Classic Car
Some months ago grandson Jack, then 7, asked me to tell him something about “the old days.” When I asked him what he meant by that, he said, “You know. Something old-fashioned. When things were different than they are now.”

Casting about for a recollection that might fit the bill, I hit upon the winter a friend and I spent horse logging, cutting firewood off a Potlatch permit and skidding the trees with a horse named Maude, a Belgian mare that weighed some 1500 pounds. Jack listened, spellbound, as I described the snarl of the chainsaws and the quiet when we turned them off, followed by the squeak and clank of the harness and the swish of trees sliding through snow and the huff of Maude’s breath as plumes of white fog issued from her nostrils into the below-zero air.

When I was done, Jack sighed. “Why do people keep changing things?” he asked. “Why can’t they leave things alone. Don’t they know we want history?”

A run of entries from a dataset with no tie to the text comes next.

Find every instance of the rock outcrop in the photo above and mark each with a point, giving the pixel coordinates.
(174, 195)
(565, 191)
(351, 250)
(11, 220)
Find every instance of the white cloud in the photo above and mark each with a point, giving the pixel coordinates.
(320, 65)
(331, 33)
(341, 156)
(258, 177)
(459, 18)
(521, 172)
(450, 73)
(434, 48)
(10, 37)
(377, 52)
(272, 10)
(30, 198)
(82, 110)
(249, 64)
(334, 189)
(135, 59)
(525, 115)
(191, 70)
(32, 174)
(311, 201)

I started to explain that history happend no matter how things were done, but then I gave up and agreed with him. There are things that occur along the path of one’s life that bring particular satisfaction, and sometimes you don’t even recognize them till they’re gone.

I recall, for instance, the old Studebaker touring car our next-door neighbors owned when I was a kid. It had wooden-spoked wheels and side curtains instead of regular windows and riding in it was a guaranteed adventure.

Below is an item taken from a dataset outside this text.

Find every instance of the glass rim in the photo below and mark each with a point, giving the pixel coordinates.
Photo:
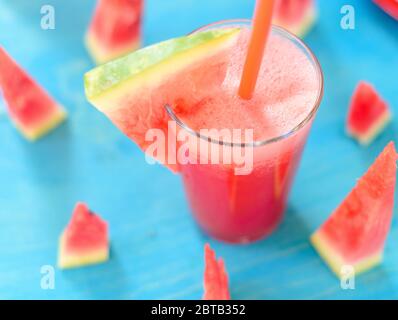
(318, 69)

And the old wooden rowboat we used to go fishing in. How you had to drag it to the lake each spring and let it sink into the water till the wood swelled up enough to close the cracks, and how you sometimes had to jam a whittled chunk of tree-branch the size of a golf-pencil into the hole where a screw had popped out.

I remember hearing from a neighbor several years ago how he and his schoolmates popped corn on the little potbellied stove inside the enclosed horse-drawn sled that took them to school in the winter, and how the driver urged them all to grow popcorn in the summer so they’d have plenty to last through the cold months.

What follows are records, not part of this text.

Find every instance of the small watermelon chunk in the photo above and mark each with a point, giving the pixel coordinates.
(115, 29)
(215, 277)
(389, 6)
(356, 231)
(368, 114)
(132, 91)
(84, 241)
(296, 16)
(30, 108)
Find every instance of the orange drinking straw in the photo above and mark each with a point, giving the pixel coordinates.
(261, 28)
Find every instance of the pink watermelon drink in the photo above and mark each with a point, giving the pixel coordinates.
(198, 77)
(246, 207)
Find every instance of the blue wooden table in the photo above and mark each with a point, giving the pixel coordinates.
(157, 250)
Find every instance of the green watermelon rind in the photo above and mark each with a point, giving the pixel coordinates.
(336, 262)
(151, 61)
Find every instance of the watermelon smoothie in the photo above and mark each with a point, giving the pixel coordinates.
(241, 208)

And the friend north of town who tells of bringing his first shotgun to school to show it off, and how the principal kept the shells in his desk while school was in session and gave them back at day’s end so my friend could hunt grouse on his walk home.

Now I have long believed that when we refer to “the good old days,” we’re mainly talking about stuff that happened when we ourselves were kids, and when our lives were naturally much simpler. But life in general was no doubt simpler, too. If you doubt that, lift the hood of your car and check out what’s under there. Not many years ago, you saw an engine, a battery, a radiator, an air filter, and some wires. If something went wrong, you had at least a fighting chance to figure it out and correct it. But no more.

So what to do? I suspect the only hope is to embrace things as they are, and find ways to celebrate the present. Who knows? Maybe someday we’ll look back with fondness at such things as our computers and DVDs and remote car starters. In the meantime we can stir up adventure wherever we choose, and store away joyful memories in spite of all the changes. Jack’s right: we all want history. But making it memorable is up to each of us.